Risultato: oggi la fusione fredda del Pd (o “l’amalgama mal riuscito”, D’Alema dixit) è in prevalenza un arcipelago di correnti centriste o democristianizzate nonostante il movimentismo della sua leader Elly Schlein, che – teniamolo a mente – perse le primarie interne per la segreteria. Epperò tutto questo non impedisce ai notabili dc del Pd di rilanciare a fasi alterne la fatidica questione cattolica all’interno del loro partito. Stavolta la stura a questo dibattito stanco e ripetitivo l’ha data
l’intervento di Giorgia Meloni al Meeting ciellino di Rimini, mercoledì scorso, laddove la premier ha evocato un fatto più che noto: il cattolicesimo militante di Cl transitato nella destra berlusconiana dopo i fasti andreottian-sbardelliani.

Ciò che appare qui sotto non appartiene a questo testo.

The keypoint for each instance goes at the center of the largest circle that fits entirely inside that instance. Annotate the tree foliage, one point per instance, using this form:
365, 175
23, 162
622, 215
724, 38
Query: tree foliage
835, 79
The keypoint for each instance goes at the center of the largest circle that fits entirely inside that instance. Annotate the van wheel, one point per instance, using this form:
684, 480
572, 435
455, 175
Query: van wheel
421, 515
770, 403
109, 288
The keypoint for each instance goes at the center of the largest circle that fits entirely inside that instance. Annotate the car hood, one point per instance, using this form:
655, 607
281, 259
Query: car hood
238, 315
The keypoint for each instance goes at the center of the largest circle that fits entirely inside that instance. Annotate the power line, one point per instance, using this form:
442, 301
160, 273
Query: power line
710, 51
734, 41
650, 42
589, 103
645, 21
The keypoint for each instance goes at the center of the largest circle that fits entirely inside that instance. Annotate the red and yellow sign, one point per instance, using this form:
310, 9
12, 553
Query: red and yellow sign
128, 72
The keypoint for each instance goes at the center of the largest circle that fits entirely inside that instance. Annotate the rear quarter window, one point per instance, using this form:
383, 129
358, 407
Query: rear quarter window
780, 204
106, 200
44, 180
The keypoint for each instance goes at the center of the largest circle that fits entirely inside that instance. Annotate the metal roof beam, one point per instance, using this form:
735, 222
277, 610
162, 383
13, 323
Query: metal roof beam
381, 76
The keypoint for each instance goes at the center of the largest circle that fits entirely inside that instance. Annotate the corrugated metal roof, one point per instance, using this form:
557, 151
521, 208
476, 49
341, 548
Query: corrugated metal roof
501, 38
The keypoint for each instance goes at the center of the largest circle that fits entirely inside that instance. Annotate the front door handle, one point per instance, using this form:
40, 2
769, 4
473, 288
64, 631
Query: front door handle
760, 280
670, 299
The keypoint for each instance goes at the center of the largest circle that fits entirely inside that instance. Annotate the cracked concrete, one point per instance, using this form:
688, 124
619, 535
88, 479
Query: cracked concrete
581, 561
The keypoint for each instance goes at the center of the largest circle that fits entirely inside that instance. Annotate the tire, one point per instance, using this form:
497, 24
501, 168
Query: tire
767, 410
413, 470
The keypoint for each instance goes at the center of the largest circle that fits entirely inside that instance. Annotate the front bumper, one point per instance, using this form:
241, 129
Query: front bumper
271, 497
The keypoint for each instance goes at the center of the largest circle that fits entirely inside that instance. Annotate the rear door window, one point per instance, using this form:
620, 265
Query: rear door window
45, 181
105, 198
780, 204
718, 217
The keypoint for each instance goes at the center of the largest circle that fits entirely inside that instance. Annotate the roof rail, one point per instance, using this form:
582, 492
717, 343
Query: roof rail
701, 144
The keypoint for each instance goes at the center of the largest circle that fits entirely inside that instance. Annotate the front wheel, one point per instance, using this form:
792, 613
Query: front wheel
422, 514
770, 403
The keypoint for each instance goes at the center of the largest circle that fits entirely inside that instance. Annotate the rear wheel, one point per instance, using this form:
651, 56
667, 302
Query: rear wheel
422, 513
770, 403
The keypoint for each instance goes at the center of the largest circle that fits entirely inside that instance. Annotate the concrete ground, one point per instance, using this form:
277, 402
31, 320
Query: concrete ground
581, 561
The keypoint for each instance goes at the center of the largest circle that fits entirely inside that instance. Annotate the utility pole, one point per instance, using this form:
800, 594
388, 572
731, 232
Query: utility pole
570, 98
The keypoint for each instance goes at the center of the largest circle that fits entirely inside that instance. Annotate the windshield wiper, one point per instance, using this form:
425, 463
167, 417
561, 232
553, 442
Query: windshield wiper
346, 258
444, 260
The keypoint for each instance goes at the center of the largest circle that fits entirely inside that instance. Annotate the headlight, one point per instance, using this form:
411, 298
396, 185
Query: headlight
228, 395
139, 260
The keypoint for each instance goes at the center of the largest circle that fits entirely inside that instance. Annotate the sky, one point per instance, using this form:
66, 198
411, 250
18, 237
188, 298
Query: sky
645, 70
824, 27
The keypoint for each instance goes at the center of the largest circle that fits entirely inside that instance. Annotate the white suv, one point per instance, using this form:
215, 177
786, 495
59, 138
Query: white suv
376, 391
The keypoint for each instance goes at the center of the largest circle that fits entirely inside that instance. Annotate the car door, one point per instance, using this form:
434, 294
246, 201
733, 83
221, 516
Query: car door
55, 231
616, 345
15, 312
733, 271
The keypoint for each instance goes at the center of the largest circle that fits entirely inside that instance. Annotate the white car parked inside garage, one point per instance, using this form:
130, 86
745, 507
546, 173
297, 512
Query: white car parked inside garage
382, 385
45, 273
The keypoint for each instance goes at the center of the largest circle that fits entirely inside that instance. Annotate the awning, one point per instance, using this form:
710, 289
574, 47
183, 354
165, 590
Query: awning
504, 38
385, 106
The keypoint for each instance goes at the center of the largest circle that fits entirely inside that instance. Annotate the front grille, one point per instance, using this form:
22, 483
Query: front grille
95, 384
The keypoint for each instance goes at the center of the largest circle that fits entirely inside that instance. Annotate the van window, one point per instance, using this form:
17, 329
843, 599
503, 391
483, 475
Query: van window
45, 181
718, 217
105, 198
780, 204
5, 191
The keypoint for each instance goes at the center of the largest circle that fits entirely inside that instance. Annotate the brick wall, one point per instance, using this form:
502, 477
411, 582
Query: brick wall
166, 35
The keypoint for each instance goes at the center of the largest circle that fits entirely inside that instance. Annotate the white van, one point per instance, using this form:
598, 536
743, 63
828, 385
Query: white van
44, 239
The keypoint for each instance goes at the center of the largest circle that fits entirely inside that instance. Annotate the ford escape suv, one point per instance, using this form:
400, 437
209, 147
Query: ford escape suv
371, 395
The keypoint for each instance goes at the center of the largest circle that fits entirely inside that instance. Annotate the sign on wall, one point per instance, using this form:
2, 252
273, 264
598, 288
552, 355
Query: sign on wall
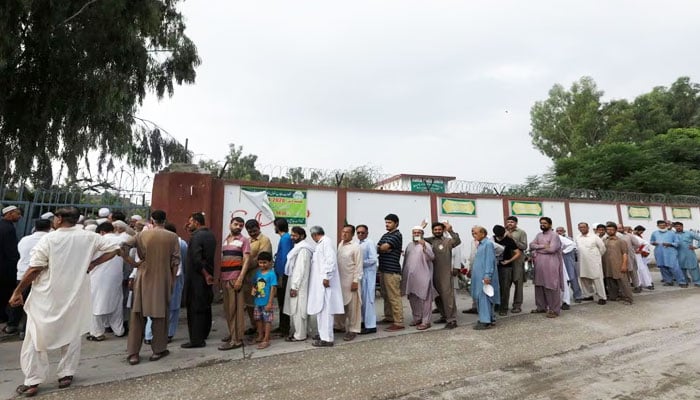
457, 207
526, 208
285, 203
639, 212
681, 213
427, 185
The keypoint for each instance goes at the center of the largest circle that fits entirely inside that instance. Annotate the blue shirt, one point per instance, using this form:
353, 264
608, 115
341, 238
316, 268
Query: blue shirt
283, 248
262, 286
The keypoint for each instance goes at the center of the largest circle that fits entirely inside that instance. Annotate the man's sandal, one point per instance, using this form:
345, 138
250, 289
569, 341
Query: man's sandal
27, 390
65, 381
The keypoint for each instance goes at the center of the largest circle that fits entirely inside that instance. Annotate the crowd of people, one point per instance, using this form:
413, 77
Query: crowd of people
140, 270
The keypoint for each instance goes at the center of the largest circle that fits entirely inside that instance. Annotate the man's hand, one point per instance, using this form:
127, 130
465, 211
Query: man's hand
16, 300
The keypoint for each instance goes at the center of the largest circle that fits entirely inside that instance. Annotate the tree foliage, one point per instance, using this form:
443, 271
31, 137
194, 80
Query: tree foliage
650, 144
73, 74
236, 165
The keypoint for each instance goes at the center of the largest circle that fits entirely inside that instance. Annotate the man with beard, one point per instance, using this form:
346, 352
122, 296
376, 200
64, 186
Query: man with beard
443, 272
235, 255
297, 271
549, 282
199, 277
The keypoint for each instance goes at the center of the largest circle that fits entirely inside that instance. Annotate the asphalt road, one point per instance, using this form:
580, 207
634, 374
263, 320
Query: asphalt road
646, 350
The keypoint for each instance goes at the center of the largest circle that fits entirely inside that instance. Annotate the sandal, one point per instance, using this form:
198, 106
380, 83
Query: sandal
27, 390
263, 345
65, 381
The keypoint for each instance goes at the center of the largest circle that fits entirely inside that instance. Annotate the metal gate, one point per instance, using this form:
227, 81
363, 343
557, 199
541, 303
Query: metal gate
34, 204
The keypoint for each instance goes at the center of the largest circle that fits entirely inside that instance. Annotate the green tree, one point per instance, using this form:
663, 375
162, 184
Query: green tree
73, 74
569, 121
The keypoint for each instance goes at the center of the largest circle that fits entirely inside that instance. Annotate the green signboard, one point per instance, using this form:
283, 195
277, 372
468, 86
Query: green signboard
427, 185
286, 203
457, 207
639, 212
526, 208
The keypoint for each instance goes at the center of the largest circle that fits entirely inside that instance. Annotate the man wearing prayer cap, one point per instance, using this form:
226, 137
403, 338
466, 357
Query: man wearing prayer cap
8, 258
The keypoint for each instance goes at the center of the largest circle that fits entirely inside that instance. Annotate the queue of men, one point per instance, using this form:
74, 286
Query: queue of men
322, 287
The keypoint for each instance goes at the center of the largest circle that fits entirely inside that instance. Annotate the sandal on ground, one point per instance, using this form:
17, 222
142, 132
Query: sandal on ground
158, 356
27, 390
65, 381
133, 359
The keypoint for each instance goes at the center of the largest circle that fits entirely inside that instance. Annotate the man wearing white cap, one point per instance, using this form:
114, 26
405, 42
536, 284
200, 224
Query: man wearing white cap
8, 260
102, 214
58, 307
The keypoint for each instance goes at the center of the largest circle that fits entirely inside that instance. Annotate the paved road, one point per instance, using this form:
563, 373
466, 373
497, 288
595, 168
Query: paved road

Nulla di nuovo sotto il sole. La dimensione pubblica dei cattolici conservatori, complice il ruinismo, è sempre stata ritenuta agli antipodi del cattolicesimo adulto alla Prodi, in cui la coscienza del credente non sconfina nella laicità delle istituzioni. Ma l’ovazione ciellina riservata a Meloni ha fatto subito scattare i centristi del Pd che stavolta lamentano la linea relativista e troppo di sinistra della segretaria Schlein. In realtà questi alti lai sono l’ennesima conferma alla doppiezza dei moderati dem: democristiani quando devono trattare le poltrone, cattolici quando è il momento di rivendicare più peso con l’obiettivo dichiarato, in questo caso, di ottenere un candidato premier di centro. Insomma un nuovo Prodi di cui non si vede alcuna traccia (improbabili sia Gentiloni, sia il gettonatissimo Ernesto Ruffini).
Oggi i democristiani del Pd sono sparsi in almeno sei correnti ma i loro punti di riferimento sono sostanzialmente due: l’eterno Dario Franceschini, che sostiene Schlein, e il falco bellicista Lorenzo Guerini, vero capo della minoranza interna. I cattolici del Pd per tradizione sono più pragmatici che dogmatici (con la sola eccezione, in passato, dei teocon di Rutelli e Binetti) e lo dimostra finanche il loro doppiogiochismo: da un lato se ne stanno comodamente al riparo nel Pd per trattare candidature e posti, dall’altro allisciano il pelo a chiunque voglia dare vita a una gamba centrista che includa il benedetto federatore da mandare a Palazzo Chigi. Tutto già visto.
Post scriptum. Questo stucchevole dibattito ha fatto passare in secondo piano le parole di Leone XIV rivolte alla politica, giovedì scorso: “Il cristianesimo non si può ridurre a una semplice devozione privata, perché implica un modo di vivere in società improntato all’amore di Dio e del prossimo che, in Cristo, non è più un nemico ma un fratello”.